A Sydney Morning Herald report alleging that Beijing is eyeing a military base in the South Pacific provoked swift denials from both China and the island nation of Vanuatu on Tuesday, while prompting renewed speculation about Beijing’s ambitions for greater military influence in the region.
The specifics of the report are as follows:
“[Sydney Morning Herald parent] Fairfax Media can reveal there have been preliminary discussions between the Chinese and Vanuatu governments about a military build-up in the island nation.
“While no formal proposals have been put to Vanuatu’s government, senior security officials believe Beijing’s plans could culminate in a full military base.”

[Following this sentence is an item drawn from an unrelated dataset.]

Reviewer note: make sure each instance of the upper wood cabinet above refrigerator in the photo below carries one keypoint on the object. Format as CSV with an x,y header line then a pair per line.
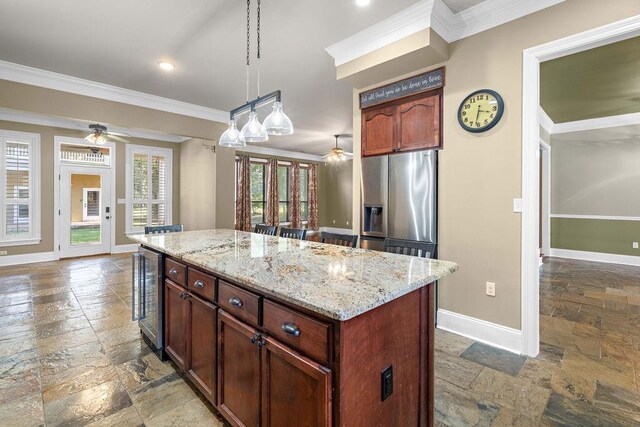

Australian Prime Minister Malcolm Turnbull said it was essential to regional stability that China not expand its military presence in the South Pacific.
“We would view with great concern the establishment of any foreign military bases in those Pacific Island countries and neighbours of ours,” he was quoted as telling reporters.
The report went on to cite sources as saying Beijing would employ what is often referred to as a “salami-slicing” strategy, proceeding in small incremental steps toward a long-term goal of increased military presence.
China and Vanuatu issued categorical denials of the news.
“No one in the Vanuatu government has ever talked about a Chinese military base in Vanuatu of any sort,” Foreign Minister Ralph Regenvanu was quoted by the Australian Broadcasting Corporation as saying.
“We are a non-aligned country. We are not interested in militarization.”
In response to a Chinese-language question at a regular press briefing on Tuesday, China’s Foreign Ministry spokesman, Geng Shuang, used the English words “fake news” to describe the report.
“You should have already noticed, Vanuatu’s Foreign Ministry already cleared the record,” Geng said.